Reid, meanwhile, deserves credit for “You Know You Like It” and its fusion of ’90s New Jill Swing with post-millennial beats and blips. Other glitch producers — such as the Clonious, Flying Lotus, and Hudson Mohawke (another talented upstart who works best in 20-minute EP bursts) — attempt a similar kind of futuristic soul, but their results often drift toward moody downtempo. Whereas that track is AlunaGeorge at their best, with a buoyancy reminiscent of SWV, mostly due to Francis’ flirtatious taunt, though Reid’s arrangement keeps her afloat for a delightful few minutes of candy-coated funk.

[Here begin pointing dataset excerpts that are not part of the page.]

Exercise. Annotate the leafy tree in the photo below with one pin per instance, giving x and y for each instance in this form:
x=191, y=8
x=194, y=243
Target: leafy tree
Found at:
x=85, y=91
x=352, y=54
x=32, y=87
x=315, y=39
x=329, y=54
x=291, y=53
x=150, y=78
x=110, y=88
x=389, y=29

But over the course of Body Music‘s 48 minutes (as well as a bonus track, the straight-faced and effective interpretation of Montell Jordan’s “This Is How We Do It”), Reid’s incessant use of double-tracked voices, eight-bit flurries, and chirpy chipmunk glissando devolves into a grab-bag of annoying tics. The fleet-footed garage of “Lost & Found” and the metronomic percussion of “Outlines” are oases among the carbon copies (“Best Be Believing,” “Bad Idea,” and “Driver”). Perhaps it’s just as well that AlunaGeorge haven’t built a channel ORANGE-sized colossus here, though. They’re a singles band, not alternative-R&B conceptualists.